Craig spent more than a few hours trying to link Nassau, Fort Wayne, Wilmington, Saint Petersburg, “Tim Roast” and killer grans.
A few chilling tales of psychopathic OAPs was all it took to convince him to look up the cost of plane tickets to Saint Petersburg.
He winced at the prices.
Perhaps Saint Petersburg, Florida would be ok? Craig wondered. It was nearer, cheaper and warmer. Probably better for his allergies.
But, during dinner he was bombarded by visions of Tim Roast standing at the arrivals gate in Saint Petersburg, Russia, waiting for him with a little card. Hoping he’d done enough to save this boy’s life and start the process of opening his eyes to the real world.
He took a deep breath and asked for a raise on his allowance.
His dad simply said “No”.
Mum tried to change the subject by asking if Craig was looking forward to seeing his gran at the weekend. He simply said “No”. It caused a short, but brutal, argument.
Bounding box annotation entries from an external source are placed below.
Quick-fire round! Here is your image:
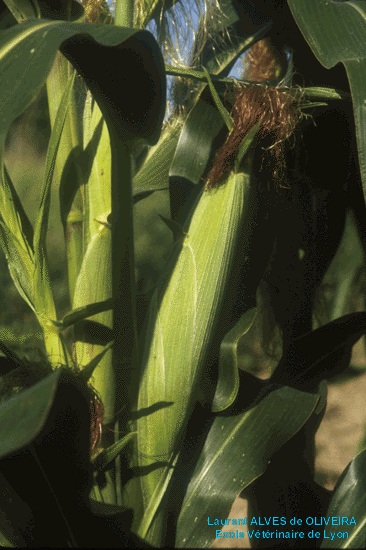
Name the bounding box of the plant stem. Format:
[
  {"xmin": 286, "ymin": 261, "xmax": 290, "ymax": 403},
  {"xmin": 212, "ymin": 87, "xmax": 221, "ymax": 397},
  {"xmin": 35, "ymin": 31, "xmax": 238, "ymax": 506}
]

After storming away from the dinner table and ordering a bolt for the basement door from Saint Petersburg (Florida) as a temporary measure, a thought occurred to Craig. The one thing he hadn’t tried.
He copied and pasted the messages in full into Google.
They were everywhere. Message boards, comment pages, blogs, vlogs, forums. Everywhere.
Either the ‘real world’ movement was desperate for new members… or…. No…. It can’t be….
It was all spam.
Craig rewound the exchange at dinner to try and remember if he had said anything about his gran that he’d need to apologise for. He felt like such an idiot.
How could his gran ever hurt him? She loved him, and he knew that.
He shut down his computer, with no small hint of betrayal, and headed upstairs to face the music.
Meanwhile, in Saint Petersburg, Russia, Tim Roast waited. He wondered why nobody was coming to join his group and learn the secrets of the real world.